SafeServer error rate for first 1,000 .com domains

10/23/2000
Bennett Haselton, bennett@peacefire.org

Introduction

Using "zone files" from Network Solutions (which list all .com domains in existence), we obtained a list of the first 1,000 active ".com" domains on the Internet as of June 14, 2000. From this sample, we determined how many of these sites were blocked by SafeServer, and of those blocked sites, how many actually met SafeServer's blocking criteria. (SafeServer is the blocking program made by SmartStuff Software, better known for making the FoolProof desktop-control program that restricts access to Windows applications.)

Results

Of the first 1,000 working .com domains, 44 were blocked by SafeServer. Of these 44 blocked sites, we eliminated 15 sites that were "Under construction" pages (the list of 15 non-functioning sites is here).

Of the remaining 29 sites, 10 were errors (i.e. sites blocked by SafeServer that did not meet any of their criteria), and 19 were non-errors (i.e. sites that met SafeServer's criteria). This is an error rate of 10/29 = 34%, or roughly one site blocked incorrectly for every two blocked sites that meet SafeServer's criteria.

Error rate for domains: 34% One site blocked incorrectly for about every two blocked sites that meet SafeServer's criteria.

The method by which SafeServer determines whether to block a site is described by SmartStuff software at:
http://www.smartstuff.com/products/fpi/fpiserverfaq.html#DCE:

SafeServer features iCRT: a leading-edge technology based on artificial intelligence and pattern recognition technologies. The technology is trained to detect English-language pornography. SafeServer evaluates each incoming web page for inappropriate material. If the page is unacceptable, the browser displays a block page explaining why the page was refused and suggesting alternative sites.

Filtering categories include: Hate, Pornography, Gambling, Weapons, Drugs, Job Search and Stock Trading.
Thus, unlike most blocking programs, SafeServer does not come with a built-in list of "bad sites"; it examines each site as it is downloaded.

There were no blocked sites that we considered to be "borderline" cases, e.g. non-pornographic black-and-white nude photography sites. The sites in this sample were either pornographic sites (e.g. http://a-1blowjobs.com), or met the criteria for one of the other SafeServer blocking categories (http://a-blackjack-club.com/), or completely innocuous sites (e.g. http://a-1autowrecking.com/).
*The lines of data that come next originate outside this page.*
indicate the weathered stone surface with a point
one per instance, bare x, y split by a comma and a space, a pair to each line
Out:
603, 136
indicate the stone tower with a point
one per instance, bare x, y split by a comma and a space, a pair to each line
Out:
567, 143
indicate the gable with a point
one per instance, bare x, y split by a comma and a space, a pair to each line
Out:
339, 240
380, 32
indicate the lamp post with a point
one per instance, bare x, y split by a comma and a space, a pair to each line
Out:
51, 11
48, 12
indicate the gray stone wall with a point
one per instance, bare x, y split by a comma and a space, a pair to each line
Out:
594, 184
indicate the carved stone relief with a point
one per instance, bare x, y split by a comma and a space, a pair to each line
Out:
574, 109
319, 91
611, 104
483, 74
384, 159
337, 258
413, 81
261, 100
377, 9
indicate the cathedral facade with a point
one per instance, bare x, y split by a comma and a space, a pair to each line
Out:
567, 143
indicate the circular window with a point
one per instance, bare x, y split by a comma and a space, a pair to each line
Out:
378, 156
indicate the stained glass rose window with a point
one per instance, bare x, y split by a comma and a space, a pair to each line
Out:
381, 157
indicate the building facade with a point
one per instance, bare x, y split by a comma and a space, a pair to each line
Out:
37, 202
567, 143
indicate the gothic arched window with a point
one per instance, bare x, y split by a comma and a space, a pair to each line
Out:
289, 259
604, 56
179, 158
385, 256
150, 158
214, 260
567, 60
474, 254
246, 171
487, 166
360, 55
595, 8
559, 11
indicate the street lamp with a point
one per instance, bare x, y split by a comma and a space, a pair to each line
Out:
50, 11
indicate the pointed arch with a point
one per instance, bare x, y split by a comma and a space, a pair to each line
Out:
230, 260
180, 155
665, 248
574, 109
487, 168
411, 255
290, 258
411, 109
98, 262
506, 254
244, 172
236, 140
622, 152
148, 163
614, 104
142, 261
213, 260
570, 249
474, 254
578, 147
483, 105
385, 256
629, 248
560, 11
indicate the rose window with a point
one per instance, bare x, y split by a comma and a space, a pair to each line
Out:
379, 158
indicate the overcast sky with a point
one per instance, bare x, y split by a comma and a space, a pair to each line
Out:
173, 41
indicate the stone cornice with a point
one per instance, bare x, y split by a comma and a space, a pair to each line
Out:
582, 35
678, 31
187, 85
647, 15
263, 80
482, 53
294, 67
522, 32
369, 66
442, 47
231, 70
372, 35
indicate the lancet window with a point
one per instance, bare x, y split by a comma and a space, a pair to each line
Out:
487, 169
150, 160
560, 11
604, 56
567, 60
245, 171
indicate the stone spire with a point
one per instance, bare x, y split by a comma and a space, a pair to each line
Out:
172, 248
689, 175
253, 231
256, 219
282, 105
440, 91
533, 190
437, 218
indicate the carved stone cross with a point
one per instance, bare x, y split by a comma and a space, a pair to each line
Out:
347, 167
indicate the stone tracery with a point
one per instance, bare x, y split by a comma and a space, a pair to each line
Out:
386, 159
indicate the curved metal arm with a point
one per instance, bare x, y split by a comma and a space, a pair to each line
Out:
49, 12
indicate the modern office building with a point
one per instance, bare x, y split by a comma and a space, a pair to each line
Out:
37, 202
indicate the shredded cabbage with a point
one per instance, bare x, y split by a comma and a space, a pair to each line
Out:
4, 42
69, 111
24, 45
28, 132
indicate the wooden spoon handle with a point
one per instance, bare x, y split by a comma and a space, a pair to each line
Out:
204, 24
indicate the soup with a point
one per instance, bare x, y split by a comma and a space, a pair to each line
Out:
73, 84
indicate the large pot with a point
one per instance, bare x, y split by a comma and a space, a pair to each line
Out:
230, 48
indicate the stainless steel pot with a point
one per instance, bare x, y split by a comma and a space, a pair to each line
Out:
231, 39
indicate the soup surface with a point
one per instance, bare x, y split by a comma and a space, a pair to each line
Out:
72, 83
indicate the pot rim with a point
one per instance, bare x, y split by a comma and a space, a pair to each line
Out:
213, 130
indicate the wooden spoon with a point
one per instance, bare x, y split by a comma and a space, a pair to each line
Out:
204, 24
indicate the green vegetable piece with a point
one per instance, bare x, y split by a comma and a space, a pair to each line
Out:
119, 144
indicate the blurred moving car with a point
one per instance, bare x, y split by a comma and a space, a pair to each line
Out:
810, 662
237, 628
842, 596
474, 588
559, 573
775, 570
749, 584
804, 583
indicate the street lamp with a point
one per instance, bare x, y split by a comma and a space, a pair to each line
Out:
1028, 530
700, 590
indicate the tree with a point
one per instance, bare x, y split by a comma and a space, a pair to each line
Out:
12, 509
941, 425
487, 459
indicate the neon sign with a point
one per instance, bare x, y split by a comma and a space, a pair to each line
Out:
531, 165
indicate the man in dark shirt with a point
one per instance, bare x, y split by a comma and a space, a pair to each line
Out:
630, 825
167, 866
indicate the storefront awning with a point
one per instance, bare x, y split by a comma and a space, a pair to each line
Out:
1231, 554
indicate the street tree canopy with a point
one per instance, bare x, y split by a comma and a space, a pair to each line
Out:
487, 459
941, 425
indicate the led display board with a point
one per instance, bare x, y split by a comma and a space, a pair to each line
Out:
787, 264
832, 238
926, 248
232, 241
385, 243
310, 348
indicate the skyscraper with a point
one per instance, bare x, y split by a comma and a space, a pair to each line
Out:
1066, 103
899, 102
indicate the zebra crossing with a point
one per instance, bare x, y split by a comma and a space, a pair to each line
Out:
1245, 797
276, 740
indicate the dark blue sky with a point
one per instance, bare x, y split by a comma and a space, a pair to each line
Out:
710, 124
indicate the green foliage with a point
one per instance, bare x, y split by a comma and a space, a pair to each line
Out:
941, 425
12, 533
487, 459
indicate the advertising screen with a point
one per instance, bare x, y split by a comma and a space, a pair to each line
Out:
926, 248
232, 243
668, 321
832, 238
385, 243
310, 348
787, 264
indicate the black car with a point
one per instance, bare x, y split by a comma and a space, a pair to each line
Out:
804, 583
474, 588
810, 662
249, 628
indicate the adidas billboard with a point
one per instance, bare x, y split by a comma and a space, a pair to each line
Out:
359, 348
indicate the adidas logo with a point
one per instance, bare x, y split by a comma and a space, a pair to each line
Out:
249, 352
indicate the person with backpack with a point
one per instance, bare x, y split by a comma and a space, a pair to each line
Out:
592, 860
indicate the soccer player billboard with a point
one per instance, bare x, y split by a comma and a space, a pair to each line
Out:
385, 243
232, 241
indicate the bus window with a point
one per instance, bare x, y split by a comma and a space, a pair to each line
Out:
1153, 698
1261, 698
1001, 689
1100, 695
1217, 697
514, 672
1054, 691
We considered the following blocked sites to be "errors":
http://a-1autowrecking.com/
http://a-1coffee.com/
http://a-1security.com/
http://a-1upgrades.com/
http://a-2-r.com/
http://a-abacomputers.com/
http://a-artisticimages.com/
http://a-baby.com/
http://a-build.com/
http://a-c-r.com/

We considered the following blocked sites to be "non-errors":
http://a-1-sex.com/
http://a-1blowjobs.com/
http://a-1casino.com/
http://a-1firearms.com/
http://a-1service.com/
http://a-1sex.com/
http://a-1sexsites.com/
http://a-1sextoys.com/
http://a-1sportsadvisor.com/
http://a-a-asexpics.com/
http://a-amateurs.com/
http://a-anal-sex.com/
http://a-anal.com/
http://a-ass.com/
http://a-big-boobs.com/
http://a-big-tits.com/
http://a-bikini.com/
http://a-blackjack-club.com/
http://a-blackjack-gambling.com/
http://a-bondage-site.com/

Setup

We obtained these results with a SafeServer proxy used by a high school (the school is not named in this report, to protect the identity of the student who assisted in the research). The list of blocked sites was current as of October 2000. Only the "Hate", "Pornography", "Gambling", "Weapons" and "Drugs" categories were enabled.

How the list of 1,000 domains was constructed

We started with zone files from Network Solutions listing all .com domains in alphabetical order. Michael Sims supplied the first 10,000 domains in alphabetical order from that list, after eliminating sites at the top whose names started mostly with all "-" dashes. (A disproportionate number of these were pornographic sites that chose their domain name solely in order to show up at the top of an alphabetical listing, so a sample that included these sites would not be a representative cross-section.)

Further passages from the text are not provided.